I'm a deep rooted "Techie"... Actually the propellers on my beanie are visible from space...

So for me:
I drink coffee religiously and my mug has the F-bomb on it. "What do we want? coffee! When do we want it? I'll f-ing cut you!"

I wear t-shirts with:
Sexy girls (but clothed) - TankGirl for the win!
Computer, geek, and video game references - "No I will not fix your computer." 
I will wear curse words "hidden" in a design... "EllGY POCR Off!" Fold and it says F'off, and my computer programming flow chart... (one part is "you're F'ed")
I love political shirts... but I usually don't wear them:

Ex: my design btw...
Picture of a Marine's prosthetic leg, a football and "Don't take a knee for the anthem until you're willing to give one."
- Wouldn't wear that because it's too soft.
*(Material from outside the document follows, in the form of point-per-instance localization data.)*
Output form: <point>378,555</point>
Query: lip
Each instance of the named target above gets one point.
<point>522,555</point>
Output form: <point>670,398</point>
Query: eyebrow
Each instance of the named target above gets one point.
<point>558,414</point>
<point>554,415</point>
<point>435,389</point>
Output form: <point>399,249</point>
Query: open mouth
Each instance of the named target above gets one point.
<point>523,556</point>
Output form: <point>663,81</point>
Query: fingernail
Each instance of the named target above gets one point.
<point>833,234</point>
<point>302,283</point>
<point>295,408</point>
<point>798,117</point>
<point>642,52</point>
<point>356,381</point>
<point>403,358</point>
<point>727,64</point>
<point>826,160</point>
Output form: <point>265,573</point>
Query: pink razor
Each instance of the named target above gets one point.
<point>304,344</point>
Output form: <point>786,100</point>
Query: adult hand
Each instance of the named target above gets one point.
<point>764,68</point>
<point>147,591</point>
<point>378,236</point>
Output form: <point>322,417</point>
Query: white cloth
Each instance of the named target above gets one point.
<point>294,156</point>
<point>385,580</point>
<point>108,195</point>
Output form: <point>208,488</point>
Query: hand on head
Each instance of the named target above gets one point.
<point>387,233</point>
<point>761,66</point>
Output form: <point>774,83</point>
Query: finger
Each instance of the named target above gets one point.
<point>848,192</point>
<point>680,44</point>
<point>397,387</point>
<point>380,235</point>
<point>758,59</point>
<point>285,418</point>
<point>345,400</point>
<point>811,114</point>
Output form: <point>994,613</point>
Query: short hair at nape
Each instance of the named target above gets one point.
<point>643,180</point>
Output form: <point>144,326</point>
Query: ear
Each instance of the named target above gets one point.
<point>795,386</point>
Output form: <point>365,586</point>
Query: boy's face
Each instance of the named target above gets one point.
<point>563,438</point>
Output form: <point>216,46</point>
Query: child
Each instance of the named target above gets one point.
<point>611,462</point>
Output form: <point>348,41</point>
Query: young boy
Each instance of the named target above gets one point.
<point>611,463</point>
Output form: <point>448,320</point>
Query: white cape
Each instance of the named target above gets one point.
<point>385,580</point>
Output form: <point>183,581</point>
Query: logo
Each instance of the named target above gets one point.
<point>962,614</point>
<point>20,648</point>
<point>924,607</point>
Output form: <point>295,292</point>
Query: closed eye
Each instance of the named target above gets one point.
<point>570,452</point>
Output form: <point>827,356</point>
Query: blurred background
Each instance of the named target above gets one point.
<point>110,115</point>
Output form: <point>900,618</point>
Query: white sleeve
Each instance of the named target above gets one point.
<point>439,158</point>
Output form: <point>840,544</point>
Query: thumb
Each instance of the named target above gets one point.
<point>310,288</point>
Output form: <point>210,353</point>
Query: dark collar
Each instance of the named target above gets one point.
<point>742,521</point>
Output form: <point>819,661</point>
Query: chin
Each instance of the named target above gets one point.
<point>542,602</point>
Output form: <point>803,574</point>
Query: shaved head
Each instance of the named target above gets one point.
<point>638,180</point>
It doesn't do justice to the rage I feel on that one...

Ex: My real design...
Front - "Why do professional athletes take a knee during the anthem?"
Back - "Because they're too much of a pu--y to do it during the game."
I'd happily wear that one, but I'd get shot 

Political shirts are basically a wash. Everyone that's wearable in public is too weak... every one that is accurate would get you shot.

I also wear extremely understated ones.
Religious - "I AM" - Meaning is that's basically God's name. But in a non existent tense in modern language called permanent tense. So I AM translates to the one word that means "I always was, I am now, and I always will be". (Cool huh? But the shirt just says "I AM"... the conversation can go to how the world changed to no longer need an eternal tense, to all sorts of other directions.)

"PEBKAC" - Computer lingo. Problem exists between keyboard and chair. (LOL)

Hobby Shirts - "CAUTION: RC Heli Pilot... If I duck, you should run."


----------



## dlanthripe (Jul 19, 2010)

I have done the same thing. I think people like the sentiment of the shirt a lot, so they share it. But most people have no where to wear it.


----------



## GunnyJeeves (Nov 27, 2017)

Yep. Blatant f-bomb shirts are like Ferraris....

Everyone secretly wants one, but only a tool would actually buy one.

I think you have more market with truly private products. (Coffee mug, mouse pad, T-Shirt no, but night shirt? Probably so.)


----------